Joel Blice, executive chef for the entire campus, says the fresh ingredients represent flavor. The local items are picked at their peak of freshness and not before.

“We’re also concerned about the carbon emissions, so the closer to our home base that we can purchase, the less fuel will be used to get the products to us,” he says.

Bauccio says he recognized early on that if they were going to do right by the communities they served, they also had to support the environment, so he established a variety of strict environmental initiatives. All the company’s seafood is purchased in accordance with the Monterey Bay Aquarium’s sutainability guidelines.
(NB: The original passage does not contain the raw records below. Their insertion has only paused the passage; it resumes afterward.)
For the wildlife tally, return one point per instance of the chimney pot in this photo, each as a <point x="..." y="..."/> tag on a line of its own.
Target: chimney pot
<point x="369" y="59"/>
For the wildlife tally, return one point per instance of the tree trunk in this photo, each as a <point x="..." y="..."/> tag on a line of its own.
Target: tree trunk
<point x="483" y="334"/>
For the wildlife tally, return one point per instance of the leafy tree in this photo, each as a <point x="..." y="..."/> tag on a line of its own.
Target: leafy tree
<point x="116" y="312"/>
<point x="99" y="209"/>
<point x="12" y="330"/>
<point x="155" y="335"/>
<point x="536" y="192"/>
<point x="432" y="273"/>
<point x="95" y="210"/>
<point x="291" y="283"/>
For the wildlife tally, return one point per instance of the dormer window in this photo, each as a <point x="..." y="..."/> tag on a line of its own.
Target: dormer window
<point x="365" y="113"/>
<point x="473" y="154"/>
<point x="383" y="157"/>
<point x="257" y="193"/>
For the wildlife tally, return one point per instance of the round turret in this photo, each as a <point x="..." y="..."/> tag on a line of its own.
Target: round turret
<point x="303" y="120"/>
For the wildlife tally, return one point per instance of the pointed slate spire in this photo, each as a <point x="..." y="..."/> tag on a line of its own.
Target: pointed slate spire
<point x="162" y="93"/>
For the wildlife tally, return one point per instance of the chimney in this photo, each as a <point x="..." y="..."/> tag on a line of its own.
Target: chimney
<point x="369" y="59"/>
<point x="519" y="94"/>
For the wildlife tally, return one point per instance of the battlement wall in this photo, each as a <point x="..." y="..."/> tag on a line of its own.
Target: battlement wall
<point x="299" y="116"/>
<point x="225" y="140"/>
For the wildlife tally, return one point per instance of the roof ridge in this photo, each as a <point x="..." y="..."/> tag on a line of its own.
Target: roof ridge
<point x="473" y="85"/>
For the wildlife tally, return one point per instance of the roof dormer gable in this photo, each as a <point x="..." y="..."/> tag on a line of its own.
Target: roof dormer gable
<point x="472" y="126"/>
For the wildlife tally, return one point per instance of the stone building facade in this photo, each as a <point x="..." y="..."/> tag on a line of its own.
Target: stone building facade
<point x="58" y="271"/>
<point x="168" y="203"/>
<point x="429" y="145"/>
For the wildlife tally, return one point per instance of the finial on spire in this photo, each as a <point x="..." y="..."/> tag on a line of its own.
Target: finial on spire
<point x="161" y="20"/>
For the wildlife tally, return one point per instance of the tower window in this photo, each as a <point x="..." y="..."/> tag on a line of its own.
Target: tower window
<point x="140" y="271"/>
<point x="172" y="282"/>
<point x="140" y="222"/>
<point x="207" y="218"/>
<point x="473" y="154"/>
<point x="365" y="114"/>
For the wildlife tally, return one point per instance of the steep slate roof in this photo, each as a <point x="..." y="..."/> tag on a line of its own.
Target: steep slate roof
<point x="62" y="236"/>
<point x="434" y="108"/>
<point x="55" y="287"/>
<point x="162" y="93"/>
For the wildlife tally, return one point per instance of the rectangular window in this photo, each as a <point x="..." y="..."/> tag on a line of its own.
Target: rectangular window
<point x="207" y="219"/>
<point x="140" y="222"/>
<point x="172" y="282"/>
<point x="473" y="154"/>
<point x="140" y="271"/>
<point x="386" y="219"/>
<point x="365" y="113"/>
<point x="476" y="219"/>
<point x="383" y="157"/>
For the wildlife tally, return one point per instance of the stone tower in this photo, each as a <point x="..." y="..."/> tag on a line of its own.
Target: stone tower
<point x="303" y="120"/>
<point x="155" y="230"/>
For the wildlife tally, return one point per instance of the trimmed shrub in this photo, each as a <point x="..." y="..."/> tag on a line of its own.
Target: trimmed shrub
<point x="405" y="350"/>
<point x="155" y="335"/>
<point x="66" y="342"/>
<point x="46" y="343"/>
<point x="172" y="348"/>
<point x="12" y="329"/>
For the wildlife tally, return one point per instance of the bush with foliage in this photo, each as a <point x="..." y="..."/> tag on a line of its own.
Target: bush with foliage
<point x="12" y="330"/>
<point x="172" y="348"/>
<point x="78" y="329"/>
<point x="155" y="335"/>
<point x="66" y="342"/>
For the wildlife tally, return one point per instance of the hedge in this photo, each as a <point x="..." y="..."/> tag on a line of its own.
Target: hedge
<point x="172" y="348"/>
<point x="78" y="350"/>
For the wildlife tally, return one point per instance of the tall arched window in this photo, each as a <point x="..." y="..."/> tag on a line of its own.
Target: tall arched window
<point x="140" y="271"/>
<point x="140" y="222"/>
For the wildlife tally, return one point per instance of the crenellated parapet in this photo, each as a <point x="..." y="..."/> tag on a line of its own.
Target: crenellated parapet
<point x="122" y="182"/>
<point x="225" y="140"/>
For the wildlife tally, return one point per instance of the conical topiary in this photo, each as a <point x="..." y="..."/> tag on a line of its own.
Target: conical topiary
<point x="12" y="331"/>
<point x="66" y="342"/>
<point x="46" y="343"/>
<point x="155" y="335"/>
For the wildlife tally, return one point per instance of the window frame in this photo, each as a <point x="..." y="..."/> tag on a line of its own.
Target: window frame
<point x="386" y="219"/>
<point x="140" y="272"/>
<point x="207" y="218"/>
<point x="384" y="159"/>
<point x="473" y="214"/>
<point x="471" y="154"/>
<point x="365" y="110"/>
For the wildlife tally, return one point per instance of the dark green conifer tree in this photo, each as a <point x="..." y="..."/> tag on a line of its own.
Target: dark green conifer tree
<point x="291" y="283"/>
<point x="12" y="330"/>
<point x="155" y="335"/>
Bon Appétit uses only pollock and wild salmon either flown in from Alaska or frozen at sea, rather than cod or farm-raised salmon.

The company serves only eggs that meet Humane Farm Animal Care animal welfare standards, and does not serve any protein with non-therapeutic antibodies.

The beef, pork and poultry they source are fed only vegetarian feed, and the company buys bones to make its own stock.

Bauccio says agriculture in the United States today is broken in a lot of ways. With Americans facing issues such as the safety of food and the high obesity rate, he says what people put in their bodies, and how companies source their products, is critical. He is not out to dictate what people eat, but wants people to be aware of their choices.

“I think we have a responsibility to message what we do in the right way,” he says, “so that they can make intelligent choices in terms of food.”